Steve Anderson has been the drama coach at Viewmont High for 26 years. He once taught six drama classes, involving more than 200 students each semester. Now he teaches three classes, hovering around 30 participating students, a far cry from the old numbers.
Anderson understands the need for students to fit in required classes, but feels students are missing out on several critical skills they gain in drama.
"To rise in the business world, you need to have confidence and the ability to stand up in front of others," Anderson said. "We are teaching drama students these critical skills for their future, but that's the thing that is getting lost."
In an effort to bring back some excitement for the drama department and allow students to see the possibilities in the industry, Anderson and one of his former student teachers decided to host a film festival.
"We were afraid students aren't as into theater as they should be, so we wanted to remind them how cool it is," said Kellie Johnson, who did her student teaching at Viewmont in 2011 and has remained involved with the program.
The film festival was held this past week with nearly a dozen short films created by theater students. The kids and the nearly 200 attendees were having so much fun at the event that Johnson had a hard time getting everyone to go home.
"I think it was the uniting effort we were looking for by letting other students come and see that film and theater can be really fun," Johnson said. "Drama really brings kids out of their shell, and you see kids that have no self-esteem come into drama where everyone's on the same page, and they come out of their shell and gain self-esteem by getting to be somebody they aren't typically."
Johnson invited a professional from the industry to participate in workshops with students before the film festival.
Anderson said it definitely generated a lot of excitement when Richard Sharrah, co-creator of the Web-based hit "Kid History" walked into the room.
Sharrah spent several hours with the Viewmont drama students, teaching them some of the ins and outs of the film industry.
He began by teaching them how to open up their voices. During the voice exercises, he pointed out how many of the students were hesitant, obviously afraid of being too loud.
"We need to get rid of everything that tells you to fit in with everyone else," Sharrah said.
Ultimately, he wanted to move at least a few of the students during the workshop.
"I'm hoping to inspire them to chase a dream," he said. "Any profession is hard, but the rewards are three times as much when you locate your passion and don't take no for an answer.

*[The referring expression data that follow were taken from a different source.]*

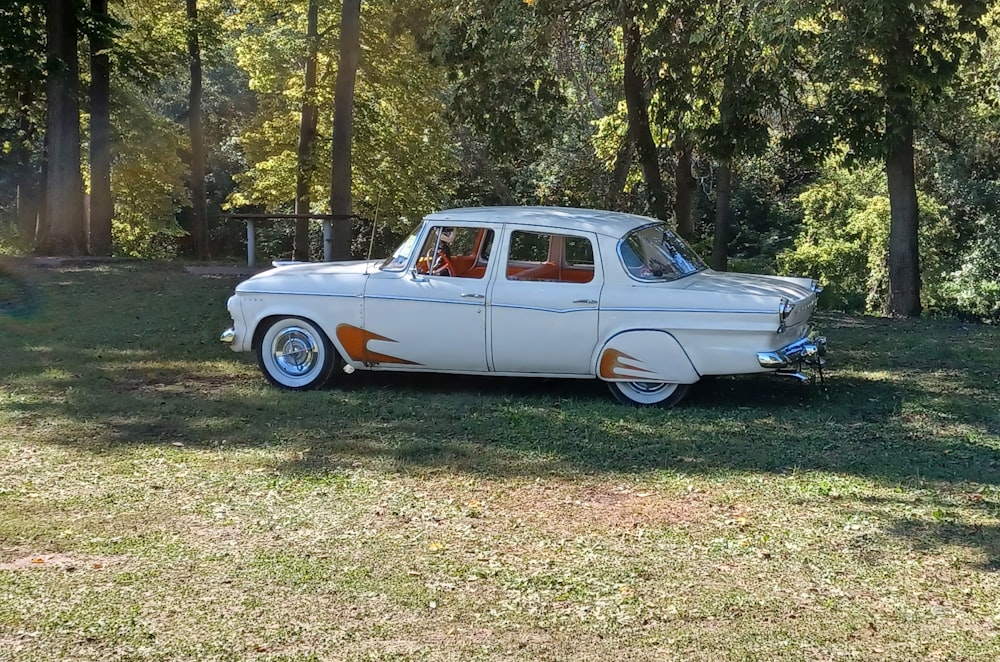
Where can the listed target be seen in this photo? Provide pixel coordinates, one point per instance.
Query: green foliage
(879, 60)
(403, 155)
(844, 239)
(147, 180)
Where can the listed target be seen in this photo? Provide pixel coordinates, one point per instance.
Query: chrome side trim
(687, 310)
(468, 302)
(300, 294)
(512, 306)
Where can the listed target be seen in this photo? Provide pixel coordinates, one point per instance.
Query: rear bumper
(809, 349)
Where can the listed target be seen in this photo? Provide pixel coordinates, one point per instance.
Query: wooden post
(251, 243)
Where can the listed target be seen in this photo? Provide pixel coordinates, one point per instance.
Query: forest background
(855, 141)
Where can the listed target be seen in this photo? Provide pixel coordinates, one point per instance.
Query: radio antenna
(371, 242)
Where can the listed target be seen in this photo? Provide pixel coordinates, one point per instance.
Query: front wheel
(295, 354)
(648, 394)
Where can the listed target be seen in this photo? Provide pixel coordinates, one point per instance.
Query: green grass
(159, 501)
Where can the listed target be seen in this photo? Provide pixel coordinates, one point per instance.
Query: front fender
(645, 356)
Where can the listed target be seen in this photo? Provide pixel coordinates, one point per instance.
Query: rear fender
(645, 356)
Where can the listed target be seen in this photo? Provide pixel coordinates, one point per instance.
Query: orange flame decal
(614, 363)
(355, 342)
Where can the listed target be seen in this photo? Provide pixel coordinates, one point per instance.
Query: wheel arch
(644, 355)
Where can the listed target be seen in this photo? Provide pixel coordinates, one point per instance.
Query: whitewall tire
(295, 354)
(648, 394)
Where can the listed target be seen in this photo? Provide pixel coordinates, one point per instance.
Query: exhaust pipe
(802, 379)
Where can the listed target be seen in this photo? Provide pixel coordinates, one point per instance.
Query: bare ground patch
(19, 560)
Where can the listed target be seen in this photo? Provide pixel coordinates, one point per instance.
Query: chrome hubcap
(295, 352)
(650, 388)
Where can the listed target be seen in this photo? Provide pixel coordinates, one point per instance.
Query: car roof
(610, 223)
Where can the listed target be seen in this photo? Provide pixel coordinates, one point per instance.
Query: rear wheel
(295, 354)
(648, 394)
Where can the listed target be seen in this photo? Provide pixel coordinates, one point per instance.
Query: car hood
(307, 276)
(793, 289)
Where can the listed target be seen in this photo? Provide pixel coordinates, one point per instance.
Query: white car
(529, 291)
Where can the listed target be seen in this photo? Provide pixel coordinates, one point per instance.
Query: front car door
(421, 316)
(544, 302)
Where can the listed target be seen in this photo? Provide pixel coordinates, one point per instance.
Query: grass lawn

Sometimes the biggest naysayer is yourself, so I want to help them overcome that and attack a dream -- because when you achieve it, it's that much greater."
Senior Trevon Johnson, whose dream is to pursue a career in acting, was excited to hear from Sharrah.
"I just really wanted to see someone famous come and show me how to reach my goals of becoming an actor," Trevon said. "I learned how to make sure to stand out from someone else and do things no one else can do."
Whether it's in film, or any another career, it's exactly what Kellie Johnson was hoping the students would learn from Sharrah.
"We want the students to know that whatever they want in life, to just go after it because it's possible," said Johnson, who hopes the film festival can be continued in years ahead.